The energy level diagram (see Figure 12.7 in your textbook) visually represents these allowed energy states. The levels are not evenly spaced; they get closer together as $n$ increases.

Given

• From the previous example, for the ground state of hydrogen:
• Radius, $r = 5.3 \times 10^{-11} \text{ m}$
• Velocity, $v = 2.2 \times 10^6 \text{ m/s}$

To Find

The frequency of revolution, $\nu$.

Formula

The frequency of an object in a circular orbit is its velocity divided by the circumference of the orbit. $\nu = \frac{v}{2\pi r}$

Solution

Substitute the given values into the formula. $\nu = \frac{2.2 \times 10^6 \text{ m s}^{-1}}{2\pi(5.3 \times 10^{-11} \text{ m})}$ $\nu \approx 6.6 \times 10^{15} \text{ Hz}$

Final Answer According to classical theory, the frequency of the emitted light would be equal to the electron's frequency of revolution, which is $6.6 \times 10^{15} \text{ Hz}$. This continuous emission is what contradicts experimental observations of line spectra.

The Line Spectra of the Hydrogen Atom

Bohr's model brilliantly explained the origin of line spectra.

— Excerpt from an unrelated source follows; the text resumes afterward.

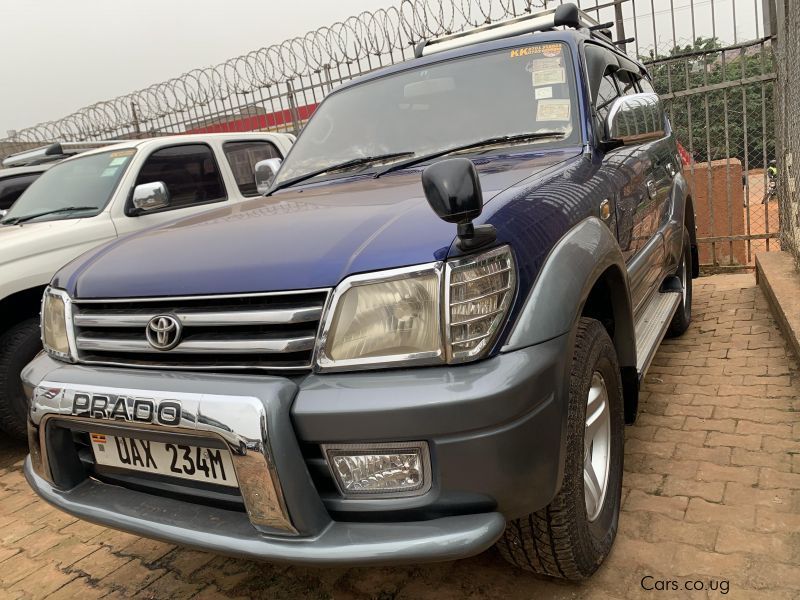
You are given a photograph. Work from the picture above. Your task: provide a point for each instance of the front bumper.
(495, 430)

• Emission Lines: When an electron in an excited state ($n_i$) jumps down to a lower energy state ($n_f$), it emits a photon with a specific frequency determined by the energy difference: $h\nu = E_{n_i} - E_{n_f}$. Since only certain energy levels are allowed, only specific frequencies of light can be emitted, creating a line spectrum.
• Absorption Lines: An atom in a lower energy state can absorb a photon, but only if that photon has the exact energy needed to lift the electron to one of the allowed higher energy levels. When white light (containing all frequencies) passes through a gas, the atoms absorb photons of these specific frequencies, creating dark lines in the spectrum.

De Broglie's Explanation of Bohr's Second Postulate of Quantisation

Bohr's second postulate—that angular momentum must be quantised—was a brilliant but arbitrary rule. Why should it be so? In 1923, Louis de Broglie provided a beautiful explanation.

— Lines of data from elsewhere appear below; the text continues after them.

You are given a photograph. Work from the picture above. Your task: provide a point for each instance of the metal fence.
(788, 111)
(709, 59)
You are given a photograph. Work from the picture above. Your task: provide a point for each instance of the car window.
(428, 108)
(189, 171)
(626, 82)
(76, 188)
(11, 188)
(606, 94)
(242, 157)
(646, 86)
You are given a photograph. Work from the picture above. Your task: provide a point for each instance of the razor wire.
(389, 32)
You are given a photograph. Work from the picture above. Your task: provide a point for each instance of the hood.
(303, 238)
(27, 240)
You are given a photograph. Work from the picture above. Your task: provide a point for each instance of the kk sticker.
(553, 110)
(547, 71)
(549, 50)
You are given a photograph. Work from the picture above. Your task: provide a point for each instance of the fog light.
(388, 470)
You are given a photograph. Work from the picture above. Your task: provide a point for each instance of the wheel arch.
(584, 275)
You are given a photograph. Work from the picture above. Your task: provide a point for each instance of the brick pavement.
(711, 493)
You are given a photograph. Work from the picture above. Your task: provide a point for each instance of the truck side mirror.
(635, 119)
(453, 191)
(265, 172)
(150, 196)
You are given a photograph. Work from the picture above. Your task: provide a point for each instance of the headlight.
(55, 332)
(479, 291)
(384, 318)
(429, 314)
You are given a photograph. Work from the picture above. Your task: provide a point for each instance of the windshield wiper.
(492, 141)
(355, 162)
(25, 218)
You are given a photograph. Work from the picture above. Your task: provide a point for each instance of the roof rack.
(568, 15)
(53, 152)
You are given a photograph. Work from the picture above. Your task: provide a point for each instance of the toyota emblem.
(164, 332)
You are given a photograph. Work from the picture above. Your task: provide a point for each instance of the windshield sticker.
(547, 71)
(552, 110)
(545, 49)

De Broglie proposed that particles, including electrons, have a wave-like nature. He reasoned that for an electron's orbit to be stable, its associated wave must form a standing wave.

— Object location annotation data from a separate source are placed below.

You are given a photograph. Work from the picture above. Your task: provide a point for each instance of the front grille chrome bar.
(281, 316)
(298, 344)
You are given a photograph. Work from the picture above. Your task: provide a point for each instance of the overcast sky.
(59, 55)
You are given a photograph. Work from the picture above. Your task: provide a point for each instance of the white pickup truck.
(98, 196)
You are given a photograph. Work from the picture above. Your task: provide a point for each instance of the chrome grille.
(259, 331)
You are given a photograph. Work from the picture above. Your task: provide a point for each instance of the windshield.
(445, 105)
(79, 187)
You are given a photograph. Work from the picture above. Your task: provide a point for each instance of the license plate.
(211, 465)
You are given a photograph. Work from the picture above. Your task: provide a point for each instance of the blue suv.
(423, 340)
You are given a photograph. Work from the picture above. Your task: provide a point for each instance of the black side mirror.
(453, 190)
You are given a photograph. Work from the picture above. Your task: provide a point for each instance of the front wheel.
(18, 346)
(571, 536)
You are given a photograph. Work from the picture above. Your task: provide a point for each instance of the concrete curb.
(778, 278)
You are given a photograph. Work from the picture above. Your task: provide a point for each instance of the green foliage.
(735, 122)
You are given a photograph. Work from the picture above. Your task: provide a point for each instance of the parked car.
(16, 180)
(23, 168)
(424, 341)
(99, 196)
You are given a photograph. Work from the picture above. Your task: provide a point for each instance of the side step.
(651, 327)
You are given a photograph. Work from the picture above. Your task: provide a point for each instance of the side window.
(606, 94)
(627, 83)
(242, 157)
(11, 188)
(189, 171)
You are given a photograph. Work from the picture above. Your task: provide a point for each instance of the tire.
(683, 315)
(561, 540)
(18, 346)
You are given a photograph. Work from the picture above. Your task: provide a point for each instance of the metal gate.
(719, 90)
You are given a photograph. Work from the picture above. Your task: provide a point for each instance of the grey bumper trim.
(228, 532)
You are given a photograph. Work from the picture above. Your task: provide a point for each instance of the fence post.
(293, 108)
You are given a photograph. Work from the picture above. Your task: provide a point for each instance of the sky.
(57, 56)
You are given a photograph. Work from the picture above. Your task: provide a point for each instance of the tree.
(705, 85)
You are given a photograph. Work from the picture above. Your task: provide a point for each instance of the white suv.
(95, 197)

• A standing wave is a wave that does not travel but oscillates in place. For a standing wave to form in a circular path, the circumference of the circle must be an integral multiple of the wavelength.
• Therefore, for the nth orbit: $2\pi r_n = n\lambda$ where $\lambda$ is the de Broglie wavelength of the electron.

The de Broglie wavelength is given by $\lambda = h/p$, where $p=mv$ is the momentum of the electron. Substituting this into the standing wave condition: $2\pi r_n = n \left(\frac{h}{mv_n}\right)$

Rearranging this equation gives: $mv_n r_n = \frac{nh}{2\pi}$

This is precisely Bohr's second postulate! De Broglie's hypothesis showed that the quantisation of angular momentum is a direct consequence of the wave nature of the electron. Only those orbits that can accommodate a whole number of electron wavelengths are stable.

Limitations of the Bohr Model

Despite its successes, Bohr's model was not the final picture of the atom. It had several limitations:

1. Applicable only to Hydrogenic Atoms: The model works perfectly for atoms with only one electron (like H, He$^{+}$, Li$^{2+}$) but fails for atoms with more than one electron because it doesn't account for the repulsive forces between electrons.
2. Cannot Explain Spectral Line Intensities: The model correctly predicts the frequencies of spectral lines but cannot explain why some lines are brighter (more intense) than others.
3. Inconsistent with Quantum Mechanics: It combines classical ideas (defined orbits) with quantum postulates, which is not fully consistent. Later developments in quantum mechanics replaced the idea of fixed orbits with probability clouds (orbitals).